Wer aus dem Ausland nach Deutschland kommt, ist zunächst mit vielen Eindrücken konfrontiert. Ein neues Land mit unbekannten Strukturen, eine andere Sprache und eine fremde Kultur gilt es kennenzulernen. Das ist schon eine Herausforderung. Und dann kommen noch Behördengänge hinzu und das Ausfüllen von Formularen, was auch vielen Deutschen schon schwerfällt. Um mit all diesen Angelegenheiten nicht allein dazustehen, gibt es die "Flüchtlings- und Integrationsberatung" der Caritas Rhön-Grabfeld. Untrennbar mit dieser Anlaufstelle verbunden war bisher die 67-jährige Maria Kaparulin, die jedoch zum Jahresende 2019 in den Ruhestand geht. Seit 1998 war sie bei der Caritas an verschiedenen Stellen tätig, jedoch immer mit dem Fokus auf Migration und Integration.

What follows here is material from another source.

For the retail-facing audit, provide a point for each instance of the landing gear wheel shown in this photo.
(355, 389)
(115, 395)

Kaparulin war für diese Aufgabe prädestiniert: Denn wenn sie die Menschen aus den unterschiedlichsten Ländern in Migrations- und Alltagsfragen beriet, wusste sie aus eigener Erfahrung, wie diese sich fühlten. Sie und ihre Familie waren im Jahr 1993 aus Sibirien nach Deutschland übergesiedelt und mussten sich ebenfalls eine neue Existenz aufbauen. Der Grund für das Verlassen von Russland war die Angst davor, dass ihre beiden Söhne in die Armee einberufen werden, erklärte Kaparulin im Gespräch mit dieser Redaktion. Ihre Vorfahren waren vor mehr als zweihundert Jahren zur Zeit Katharina der Großen genau den umgekehrten Weg gegangen: Sie waren dem Aufruf an Ausländer, nach Russland einzuwandern, gefolgt und verließen Deutschland. Deswegen fühle sie sich wie eine Deutsche aus Russland, Deutschland sei mittlerweile ihre Heimat geworden.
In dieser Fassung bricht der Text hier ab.